A savoir, les grosses réparations sont celles des gros murs et des voûtes, le rétablissement des poutres et des couvertures entières.
En revanche étaient considérées comme réparation d’entretien, le ravalement d’un immeuble dès lors que n’était pas en cause l’étanchéité, remplacement d’un ballon d’eau chaude d’un hôtel, réparation de conduits de cheminée.
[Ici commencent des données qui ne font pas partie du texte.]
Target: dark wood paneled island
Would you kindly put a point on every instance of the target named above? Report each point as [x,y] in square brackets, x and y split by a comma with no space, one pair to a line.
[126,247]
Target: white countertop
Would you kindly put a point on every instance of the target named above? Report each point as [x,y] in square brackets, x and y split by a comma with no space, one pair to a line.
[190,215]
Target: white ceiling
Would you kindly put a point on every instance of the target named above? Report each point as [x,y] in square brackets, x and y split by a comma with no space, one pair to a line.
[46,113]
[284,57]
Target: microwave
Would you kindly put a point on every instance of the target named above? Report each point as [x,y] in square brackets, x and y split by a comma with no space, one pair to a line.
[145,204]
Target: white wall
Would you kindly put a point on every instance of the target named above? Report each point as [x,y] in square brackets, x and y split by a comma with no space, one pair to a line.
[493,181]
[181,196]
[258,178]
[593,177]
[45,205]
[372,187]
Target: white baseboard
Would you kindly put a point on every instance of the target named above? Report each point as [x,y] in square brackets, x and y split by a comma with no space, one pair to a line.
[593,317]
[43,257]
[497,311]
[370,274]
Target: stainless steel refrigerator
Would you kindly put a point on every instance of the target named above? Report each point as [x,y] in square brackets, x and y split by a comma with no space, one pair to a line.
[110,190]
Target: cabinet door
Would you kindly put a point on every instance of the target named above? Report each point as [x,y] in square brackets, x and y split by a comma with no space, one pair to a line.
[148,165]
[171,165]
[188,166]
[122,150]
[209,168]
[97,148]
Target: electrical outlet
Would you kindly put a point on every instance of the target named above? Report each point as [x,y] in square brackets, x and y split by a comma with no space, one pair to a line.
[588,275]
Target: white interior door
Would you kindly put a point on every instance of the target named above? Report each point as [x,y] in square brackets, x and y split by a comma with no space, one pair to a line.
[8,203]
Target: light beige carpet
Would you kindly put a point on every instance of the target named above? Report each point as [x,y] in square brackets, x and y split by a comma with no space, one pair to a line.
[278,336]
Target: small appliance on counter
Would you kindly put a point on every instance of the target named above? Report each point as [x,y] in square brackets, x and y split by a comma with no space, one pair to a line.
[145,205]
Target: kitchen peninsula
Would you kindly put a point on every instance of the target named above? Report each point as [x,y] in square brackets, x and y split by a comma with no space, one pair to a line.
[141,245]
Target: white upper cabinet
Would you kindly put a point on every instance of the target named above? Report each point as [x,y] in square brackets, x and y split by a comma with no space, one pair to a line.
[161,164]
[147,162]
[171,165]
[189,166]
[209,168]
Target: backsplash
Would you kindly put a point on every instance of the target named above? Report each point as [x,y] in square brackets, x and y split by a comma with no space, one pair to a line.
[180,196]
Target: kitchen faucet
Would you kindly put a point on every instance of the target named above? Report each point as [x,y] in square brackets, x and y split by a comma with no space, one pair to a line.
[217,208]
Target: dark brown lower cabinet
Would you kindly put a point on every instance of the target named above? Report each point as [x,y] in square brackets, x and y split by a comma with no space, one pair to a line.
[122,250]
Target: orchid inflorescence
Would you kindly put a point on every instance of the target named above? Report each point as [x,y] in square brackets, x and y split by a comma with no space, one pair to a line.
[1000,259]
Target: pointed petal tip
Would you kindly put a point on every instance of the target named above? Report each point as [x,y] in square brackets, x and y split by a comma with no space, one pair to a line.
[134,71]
Depuis un arrêt du 13 juillet 2005, la Cour de Cassation estime désormais que la liste donnée par l’article 606 du Code Civil ne doit plus être considérée comme limitative.
Il en résulte qu’à défaut d’une répartition contractuelle claire entre réparations d’entretien et grosses réparations les juges du fond pourront souverainement apprécier la nature des réparations afin de répartir entre bailleur et locataire à la lecture de leur convention.
La notion de grosses réparations est donc incertaine. En effet, il convient compte tenu des incertitudes liées à la jurisprudence, de prévoir avec précision les réparations prévisibles et la répartition de leur charge, entre bailleur et preneur.